Lorsqu'on commence à chercher de l'aide après un traumatisme, un nom revient souvent : l'EMDR. Peut-être en avez-vous entendu parler sur Internet, dans un reportage ou par l'intermédiaire d'un proche. Peut-être même vous demandez-vous si c'est la méthode qu'il vous faut. L'EMDR est aujourd'hui l'une des approches les plus connues dans le traitement des traumatismes. Pourtant, elle n'est pas la seule. Et surtout, chaque personne a des besoins différents selon son histoire, son niveau de sécurité intérieure et l'état de son système nerveux.

Qu'est-ce que l'EMDR ?

L'EMDR (Eye Movement Desensitization and Reprocessing ou désensibilisation et retraitement par les mouvements oculaires) est une méthode développée à la fin des années 1980 pour aider les personnes ayant vécu des événements traumatiques.

Concrètement, elle utilise des stimulations bilatérales alternées (mouvements oculaires, sons ou tapotements) pendant que la personne se reconnecte progressivement à certains souvenirs difficiles.

L'objectif est d'aider le cerveau à retraiter des expériences restées "bloquées" et qui continuent à provoquer de la souffrance dans le présent. Cette approche a aidé de nombreuses personnes et bénéficie aujourd'hui d'une reconnaissance importante dans le domaine du psychotraumatisme.

Simulation de stimulation bilatérale

 

Pourquoi l'EMDR ne convient pas toujours à tout le monde ?

Lorsque l'on parle de traumatisme, on pense souvent à un événement précis : un accident, une agression, un deuil brutal.

Mais de nombreuses personnes que je rencontre ont vécu ce que l'on appelle des traumatismes complexes. Il peut s'agir d'années de violences psychologiques, de négligences affectives, d'humiliations répétées, d'un environnement familial imprévisible ou d'abus survenus durant l'enfance.

Dans ces situations, le problème n'est pas uniquement le souvenir traumatique.

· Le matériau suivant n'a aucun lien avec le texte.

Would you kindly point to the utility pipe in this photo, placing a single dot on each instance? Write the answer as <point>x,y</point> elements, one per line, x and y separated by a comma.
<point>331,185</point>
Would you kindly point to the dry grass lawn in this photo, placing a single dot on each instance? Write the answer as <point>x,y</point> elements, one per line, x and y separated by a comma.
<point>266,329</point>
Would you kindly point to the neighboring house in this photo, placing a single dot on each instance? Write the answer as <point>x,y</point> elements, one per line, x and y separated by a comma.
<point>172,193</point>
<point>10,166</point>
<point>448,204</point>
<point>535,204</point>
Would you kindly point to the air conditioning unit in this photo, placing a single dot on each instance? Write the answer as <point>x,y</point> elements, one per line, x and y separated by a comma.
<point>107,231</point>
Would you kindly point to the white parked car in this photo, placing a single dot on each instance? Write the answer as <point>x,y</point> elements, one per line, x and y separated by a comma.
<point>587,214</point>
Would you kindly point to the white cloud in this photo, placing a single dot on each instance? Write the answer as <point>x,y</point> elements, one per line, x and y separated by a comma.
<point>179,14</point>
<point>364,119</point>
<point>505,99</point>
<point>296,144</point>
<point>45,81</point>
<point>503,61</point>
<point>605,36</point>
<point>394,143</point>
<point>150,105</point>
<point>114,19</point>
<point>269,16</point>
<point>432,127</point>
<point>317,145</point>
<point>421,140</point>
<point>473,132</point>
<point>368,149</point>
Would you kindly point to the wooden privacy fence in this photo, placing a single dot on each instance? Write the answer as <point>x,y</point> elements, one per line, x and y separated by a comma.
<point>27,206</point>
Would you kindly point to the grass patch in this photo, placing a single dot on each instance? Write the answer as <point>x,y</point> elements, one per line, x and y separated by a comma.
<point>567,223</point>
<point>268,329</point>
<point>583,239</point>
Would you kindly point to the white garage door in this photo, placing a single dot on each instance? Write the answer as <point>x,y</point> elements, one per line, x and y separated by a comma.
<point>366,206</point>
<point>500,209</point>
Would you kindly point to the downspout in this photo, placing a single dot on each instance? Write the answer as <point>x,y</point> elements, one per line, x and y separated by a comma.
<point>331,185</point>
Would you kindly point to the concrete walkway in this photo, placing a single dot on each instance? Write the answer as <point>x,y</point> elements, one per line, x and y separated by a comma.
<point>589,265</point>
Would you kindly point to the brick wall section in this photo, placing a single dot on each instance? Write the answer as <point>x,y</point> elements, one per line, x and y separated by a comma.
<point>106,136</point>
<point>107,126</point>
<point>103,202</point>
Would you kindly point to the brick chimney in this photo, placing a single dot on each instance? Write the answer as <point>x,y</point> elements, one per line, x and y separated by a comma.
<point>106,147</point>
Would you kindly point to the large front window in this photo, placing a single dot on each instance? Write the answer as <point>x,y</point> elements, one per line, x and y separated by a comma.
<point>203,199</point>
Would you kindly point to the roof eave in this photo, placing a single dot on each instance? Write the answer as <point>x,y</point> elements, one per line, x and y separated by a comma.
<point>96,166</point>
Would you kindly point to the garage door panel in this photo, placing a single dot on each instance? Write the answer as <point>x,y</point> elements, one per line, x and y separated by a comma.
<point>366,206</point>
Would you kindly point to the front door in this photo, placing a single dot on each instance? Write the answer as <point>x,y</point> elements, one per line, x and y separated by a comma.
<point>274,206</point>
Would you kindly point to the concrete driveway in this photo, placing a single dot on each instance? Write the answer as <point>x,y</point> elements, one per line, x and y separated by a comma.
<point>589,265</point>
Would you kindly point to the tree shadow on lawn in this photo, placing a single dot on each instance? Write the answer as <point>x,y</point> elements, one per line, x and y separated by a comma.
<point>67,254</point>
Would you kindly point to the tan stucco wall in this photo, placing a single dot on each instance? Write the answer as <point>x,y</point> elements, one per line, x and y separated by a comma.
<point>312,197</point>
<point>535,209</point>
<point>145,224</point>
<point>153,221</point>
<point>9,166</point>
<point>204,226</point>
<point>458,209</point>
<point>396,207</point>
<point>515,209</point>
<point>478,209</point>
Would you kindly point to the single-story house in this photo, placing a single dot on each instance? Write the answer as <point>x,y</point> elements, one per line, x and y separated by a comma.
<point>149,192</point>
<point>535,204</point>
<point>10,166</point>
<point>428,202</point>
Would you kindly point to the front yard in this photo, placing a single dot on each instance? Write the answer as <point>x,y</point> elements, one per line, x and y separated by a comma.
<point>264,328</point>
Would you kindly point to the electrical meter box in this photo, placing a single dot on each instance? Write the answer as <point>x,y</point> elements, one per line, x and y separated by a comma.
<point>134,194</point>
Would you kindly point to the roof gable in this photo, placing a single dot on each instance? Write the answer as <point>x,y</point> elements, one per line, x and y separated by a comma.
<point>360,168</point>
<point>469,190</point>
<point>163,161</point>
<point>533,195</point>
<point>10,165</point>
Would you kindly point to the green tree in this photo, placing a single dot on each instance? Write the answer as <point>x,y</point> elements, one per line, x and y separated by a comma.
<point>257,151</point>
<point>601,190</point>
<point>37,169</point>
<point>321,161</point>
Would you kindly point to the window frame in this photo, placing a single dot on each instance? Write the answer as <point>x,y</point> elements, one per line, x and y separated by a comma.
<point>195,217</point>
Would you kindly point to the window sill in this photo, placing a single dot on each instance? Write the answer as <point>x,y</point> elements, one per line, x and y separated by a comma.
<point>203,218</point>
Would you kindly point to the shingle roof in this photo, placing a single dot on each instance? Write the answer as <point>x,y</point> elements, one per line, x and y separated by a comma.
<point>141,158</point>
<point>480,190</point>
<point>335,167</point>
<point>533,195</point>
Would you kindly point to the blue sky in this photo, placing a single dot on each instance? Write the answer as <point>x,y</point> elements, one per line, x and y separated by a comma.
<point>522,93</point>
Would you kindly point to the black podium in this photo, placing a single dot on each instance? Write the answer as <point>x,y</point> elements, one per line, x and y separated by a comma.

C'est aussi le fait que le système nerveux est parfois resté bloqué depuis longtemps dans des mécanismes de survie : hypervigilance, anxiété, figement, dissociation, difficultés relationnelles ou sentiment permanent d'insécurité.

Lorsqu'une personne est encore très fragile émotionnellement ou fortement dissociée, il peut être nécessaire de consacrer du temps à renforcer les ressources internes avant de travailler directement certains souvenirs douloureux.

Pourquoi j'ai choisi d'autres outils thérapeutiques

Dans ma pratique, j'ai fait le choix de privilégier des approches qui accordent une place centrale au corps et au système nerveux.

En effet, après un traumatisme, ce n'est pas seulement la mémoire qui souffre. Le corps continue souvent à réagir comme si le danger était toujours présent.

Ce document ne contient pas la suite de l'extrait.